The custom software industry has a wide quality spread. Some shops ship reliable software on time and on budget. Others quote 3 months and deliver in 12 (if at all). The 5 questions below are designed to surface the difference in a 30-minute call, before you've signed anything.
1. What's in your "out of scope" list?
A vendor who can write a clear out-of-scope list has done discovery seriously. A vendor who says "we'll handle whatever you need" hasn't — and you'll pay for it in scope creep, missed deadlines, and surprise invoices.
What good answers look like:
- "Out of scope for v1: payment processing for refunds, multi-language support, custom reporting beyond the 6 we agreed on, integration with [system you didn't mention]."
- Specific items, named systems, clear distinction between "v1 includes" and "future phase."
What bad answers look like:
- "We'll discuss that during development."
- "Whatever you need."
- Vague references to "additional scope" without specifics.
2. Show me a recent project similar to mine
Not testimonials. Not generic portfolio screenshots. A specific, recent, similar project.
What good answers look like:
- Walks you through a real client project. Shows the live software (or close-to-live). Discusses tradeoffs they made. Mentions specific challenges and how they handled them.
- Says "we built X for Y client in Q3 — here's what we learned that applies to your project."
What bad answers look like:
- "We've done dozens like that."
- Generic case study with no specific names or numbers.
- "We can't share specifics for confidentiality reasons" — every project? Really?

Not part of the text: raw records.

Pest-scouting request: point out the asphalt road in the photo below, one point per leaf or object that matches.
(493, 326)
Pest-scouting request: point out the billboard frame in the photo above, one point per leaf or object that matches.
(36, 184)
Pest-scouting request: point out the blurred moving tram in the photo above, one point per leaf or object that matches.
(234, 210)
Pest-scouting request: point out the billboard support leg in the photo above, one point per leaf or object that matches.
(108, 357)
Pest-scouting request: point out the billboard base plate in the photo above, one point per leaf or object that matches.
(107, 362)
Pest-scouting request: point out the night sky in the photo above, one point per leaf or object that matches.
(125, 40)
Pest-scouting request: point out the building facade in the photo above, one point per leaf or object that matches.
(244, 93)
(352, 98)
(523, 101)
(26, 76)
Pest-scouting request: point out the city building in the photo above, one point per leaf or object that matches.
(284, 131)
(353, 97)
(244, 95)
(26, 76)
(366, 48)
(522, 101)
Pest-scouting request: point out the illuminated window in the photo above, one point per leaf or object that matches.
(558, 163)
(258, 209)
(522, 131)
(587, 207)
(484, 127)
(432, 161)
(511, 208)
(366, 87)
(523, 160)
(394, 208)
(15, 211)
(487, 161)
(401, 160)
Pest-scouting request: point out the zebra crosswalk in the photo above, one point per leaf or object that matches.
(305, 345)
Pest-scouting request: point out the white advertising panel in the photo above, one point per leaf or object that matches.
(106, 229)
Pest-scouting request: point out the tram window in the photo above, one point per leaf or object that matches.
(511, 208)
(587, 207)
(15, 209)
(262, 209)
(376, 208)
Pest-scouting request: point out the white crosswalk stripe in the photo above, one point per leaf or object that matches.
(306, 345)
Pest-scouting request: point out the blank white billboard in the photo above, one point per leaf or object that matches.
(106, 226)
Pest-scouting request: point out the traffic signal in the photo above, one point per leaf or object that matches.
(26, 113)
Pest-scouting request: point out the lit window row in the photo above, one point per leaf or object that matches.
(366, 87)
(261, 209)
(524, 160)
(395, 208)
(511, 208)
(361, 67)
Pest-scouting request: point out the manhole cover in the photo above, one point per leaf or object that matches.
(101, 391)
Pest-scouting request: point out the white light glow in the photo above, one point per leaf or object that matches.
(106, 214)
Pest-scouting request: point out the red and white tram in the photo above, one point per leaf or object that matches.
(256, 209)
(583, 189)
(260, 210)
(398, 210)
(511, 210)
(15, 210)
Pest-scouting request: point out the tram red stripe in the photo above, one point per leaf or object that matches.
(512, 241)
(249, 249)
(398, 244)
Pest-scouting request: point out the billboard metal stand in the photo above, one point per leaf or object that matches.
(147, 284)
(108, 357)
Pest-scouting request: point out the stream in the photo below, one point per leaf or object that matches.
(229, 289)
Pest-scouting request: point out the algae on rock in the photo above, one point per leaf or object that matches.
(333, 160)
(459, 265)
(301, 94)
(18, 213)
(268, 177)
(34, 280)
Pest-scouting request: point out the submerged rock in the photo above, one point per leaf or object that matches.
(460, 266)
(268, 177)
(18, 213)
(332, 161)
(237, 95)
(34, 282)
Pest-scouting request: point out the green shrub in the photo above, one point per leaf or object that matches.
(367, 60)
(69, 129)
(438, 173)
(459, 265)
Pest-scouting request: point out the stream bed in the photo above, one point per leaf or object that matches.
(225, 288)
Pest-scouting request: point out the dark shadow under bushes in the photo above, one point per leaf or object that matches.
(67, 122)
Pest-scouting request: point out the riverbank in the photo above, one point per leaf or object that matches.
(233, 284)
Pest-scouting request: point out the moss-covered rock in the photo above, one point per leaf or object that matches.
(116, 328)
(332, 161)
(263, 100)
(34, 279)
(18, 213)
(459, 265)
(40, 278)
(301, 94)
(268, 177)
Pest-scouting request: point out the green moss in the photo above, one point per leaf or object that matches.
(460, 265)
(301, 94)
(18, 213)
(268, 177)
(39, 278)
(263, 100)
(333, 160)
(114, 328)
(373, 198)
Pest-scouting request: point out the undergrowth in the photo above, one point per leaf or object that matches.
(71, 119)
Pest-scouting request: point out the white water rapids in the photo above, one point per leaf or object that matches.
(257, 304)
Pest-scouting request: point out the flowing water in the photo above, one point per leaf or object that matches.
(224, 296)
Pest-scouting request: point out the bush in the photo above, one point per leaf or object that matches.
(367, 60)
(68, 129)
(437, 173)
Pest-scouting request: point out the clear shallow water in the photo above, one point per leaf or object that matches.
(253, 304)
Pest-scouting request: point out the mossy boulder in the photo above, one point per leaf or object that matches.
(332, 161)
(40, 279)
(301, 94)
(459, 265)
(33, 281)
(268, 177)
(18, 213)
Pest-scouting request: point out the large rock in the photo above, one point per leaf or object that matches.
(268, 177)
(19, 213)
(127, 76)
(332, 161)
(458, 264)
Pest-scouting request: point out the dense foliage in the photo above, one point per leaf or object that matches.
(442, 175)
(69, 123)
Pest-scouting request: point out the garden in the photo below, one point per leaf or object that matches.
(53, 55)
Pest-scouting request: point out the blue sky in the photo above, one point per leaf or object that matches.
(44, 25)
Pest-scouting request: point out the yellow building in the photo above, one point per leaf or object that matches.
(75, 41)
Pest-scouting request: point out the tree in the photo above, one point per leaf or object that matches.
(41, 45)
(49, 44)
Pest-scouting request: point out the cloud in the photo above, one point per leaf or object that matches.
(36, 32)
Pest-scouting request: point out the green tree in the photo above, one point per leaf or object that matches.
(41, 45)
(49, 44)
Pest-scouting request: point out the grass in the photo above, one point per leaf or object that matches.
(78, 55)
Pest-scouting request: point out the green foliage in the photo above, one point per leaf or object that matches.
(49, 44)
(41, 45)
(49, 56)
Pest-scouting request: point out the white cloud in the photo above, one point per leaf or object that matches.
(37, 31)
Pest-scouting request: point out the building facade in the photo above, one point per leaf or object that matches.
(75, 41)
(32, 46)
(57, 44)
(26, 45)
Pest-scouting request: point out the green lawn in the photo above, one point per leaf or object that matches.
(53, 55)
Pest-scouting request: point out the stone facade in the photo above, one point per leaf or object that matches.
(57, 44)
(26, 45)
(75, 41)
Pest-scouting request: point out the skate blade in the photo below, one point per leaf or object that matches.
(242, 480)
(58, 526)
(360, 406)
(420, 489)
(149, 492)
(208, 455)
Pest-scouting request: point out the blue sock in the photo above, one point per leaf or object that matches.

3. What's your weekly demo cadence?
The right answer is: every Friday (or some consistent day). The wrong answer is "we'll demo at milestones."
Weekly demos = misalignments caught at week 2 instead of week 12. Milestone demos = you discover at the milestone that things drifted three months ago.
What good answers look like:
- "30-minute demo every Friday at 4pm. You see the actual software running, you give feedback in the same call, adjustments happen the next week."
- "Working software is the unit of progress, not documentation or slide decks."
What bad answers look like:
- "We'll demo at milestones."
- "We send you weekly status reports."
- "The full demo is at launch."
4. Will I get the source code, and what does ownership actually look like?
The right answer is: yes, you get a private repository with full history, admin rights transferred to you, and a license that says you own the source code and can modify, deploy, sublicense, and distribute without restriction.
Watch for these caveats:
- "Yes you own it, but we keep the framework/foundation/library that runs it"
- "Yes but it needs our cloud platform"
- "Code is in escrow" (read the trigger conditions carefully — they usually don't fire when you need them to)
If any of these come up, ownership is partial at best. See our deep dive on Source Code Ownership for more.
5. What's your exit story if we want to take this in-house?
This is the question that separates shops that depend on lock-in from shops that don't.
What good answers look like:
- "Quick. We hand over the code, deployment scripts, credentials for third-party services. We document the architecture. We're available for 90 days of technical questions. After that you're on your own with documentation that lets you maintain or extend it."
- Specific transition plan, specific timeline.
What bad answers look like:
- "Why would you want to do that?"
- "We'd work with you on that" (without specifics)
- "That would require additional contract work."
A bonus question if you have time
Ask: "Tell me about a project that went badly. What happened and what did you learn?"
Every dev shop has had projects go badly. Vendors who can speak openly about a failed project (and what they learned) have institutional learning. Vendors who claim every project went smoothly are either lying or new.